On January 31, 2023, US Wellness, a comprehensive wellness services company, announced that it had experienced a data security incident. The incident affected certain personal and/or protected health information (PHI) of some of the company's clients.
The incident was caused by a vulnerability in a third-party vendor's software that was used by US Wellness to manage its customer data. The vulnerability allowed an unauthorized individual to access and download a limited amount of PHI from the vendor's servers.
The affected PHI included names, addresses, dates of birth, member ID numbers, and other demographic information. However, no financial information or medical records were affected.
US Wellness has taken steps to secure its systems and prevent future incidents. The company has also notified the affected individuals and offered them free credit monitoring services.
How the data breach happened
The data breach was caused by a vulnerability in a third-party vendor's software that was used by US Wellness to manage its customer data. The vulnerability allowed an unauthorized individual to access and download a limited amount of PHI from the vendor's servers.
The vulnerability was discovered by the vendor and patched on January 31, 2023. However, the unauthorized individual had already accessed and downloaded the PHI before the vulnerability was patched.
What information was affected
The affected PHI included names, addresses, dates of birth, member ID numbers, and other demographic information. However, no financial information or medical records were affected.
What US Wellness is doing to protect its customers
US Wellness has taken steps to secure its systems and prevent future incidents. These steps include:
Encrypting all PHI stored on its systems
Implementing multi-factor authentication for all users
Conducting regular security audits
US Wellness has also notified the affected individuals and offered them free credit monitoring services.
What you can do to protect yourself
If you are one of the individuals affected by the US Wellness data breach, there are a few things you can do to protect yourself:
Sign up for free credit monitoring services: US Wellness is offering free credit monitoring services to all affected individuals. This will help you to detect any unauthorized activity on your credit report.
Place a fraud alert on your credit report: A fraud alert is a free service that tells creditors to take extra steps to verify your identity before opening a new account in your name.
Review your credit report for any unauthorized activity: You can get a free copy of your credit report from each of the three major credit bureaus once per year at annualcreditreport.com.

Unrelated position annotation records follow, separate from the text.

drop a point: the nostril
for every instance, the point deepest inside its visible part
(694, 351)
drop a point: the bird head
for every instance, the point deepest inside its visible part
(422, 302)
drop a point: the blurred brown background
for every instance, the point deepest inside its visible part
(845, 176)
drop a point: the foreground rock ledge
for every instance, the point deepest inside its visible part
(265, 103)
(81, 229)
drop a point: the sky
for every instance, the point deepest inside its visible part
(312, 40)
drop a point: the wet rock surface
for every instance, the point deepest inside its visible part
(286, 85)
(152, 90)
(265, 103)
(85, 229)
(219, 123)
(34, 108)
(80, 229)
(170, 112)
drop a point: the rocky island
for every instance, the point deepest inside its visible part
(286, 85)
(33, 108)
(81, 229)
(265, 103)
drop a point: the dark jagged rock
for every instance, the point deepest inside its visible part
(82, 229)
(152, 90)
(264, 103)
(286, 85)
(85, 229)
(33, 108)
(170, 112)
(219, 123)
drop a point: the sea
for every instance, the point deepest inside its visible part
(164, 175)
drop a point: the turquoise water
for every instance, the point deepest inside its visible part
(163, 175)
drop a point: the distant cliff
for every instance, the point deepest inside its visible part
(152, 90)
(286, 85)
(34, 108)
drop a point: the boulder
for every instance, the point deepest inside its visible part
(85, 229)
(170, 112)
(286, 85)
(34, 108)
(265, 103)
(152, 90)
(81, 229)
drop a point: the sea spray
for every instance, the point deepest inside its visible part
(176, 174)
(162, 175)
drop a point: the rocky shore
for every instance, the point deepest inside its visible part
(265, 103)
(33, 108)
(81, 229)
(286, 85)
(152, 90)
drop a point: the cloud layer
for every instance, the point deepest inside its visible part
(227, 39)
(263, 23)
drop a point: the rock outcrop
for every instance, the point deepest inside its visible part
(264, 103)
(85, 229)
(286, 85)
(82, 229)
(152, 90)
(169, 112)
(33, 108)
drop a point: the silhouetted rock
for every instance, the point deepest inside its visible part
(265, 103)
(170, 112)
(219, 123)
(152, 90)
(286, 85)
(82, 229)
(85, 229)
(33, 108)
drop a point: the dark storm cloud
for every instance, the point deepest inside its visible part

Be vigilant about your personal information: Be careful about who you share your personal information with, and make sure to use strong passwords and security practices.
How to protect yourself from data breaches
There are a few things you can do to protect yourself from data breaches:
Use strong passwords and security practices: This includes using different passwords for different accounts, and making sure your passwords are difficult to guess.
Be careful about what information you share online: Only share your personal information with trusted websites and organizations.
Keep your software up to date: Software updates often include security patches that can help to protect your devices from malware and other threats.
Be aware of the latest scams and phishing attacks: Scammers and phishers are constantly coming up with new ways to trick people into giving up their personal information. Be aware of the latest scams and phishing attacks, and don't click on links or open attachments from unknown senders.
By following these tips, you can help to protect yourself from data breaches.
Conclusion
The US Wellness data breach is a reminder that even the most secure companies can be vulnerable to cyberattacks. However, by following the tips above, you can help to protect yourself from data breaches and the consequences that can follow.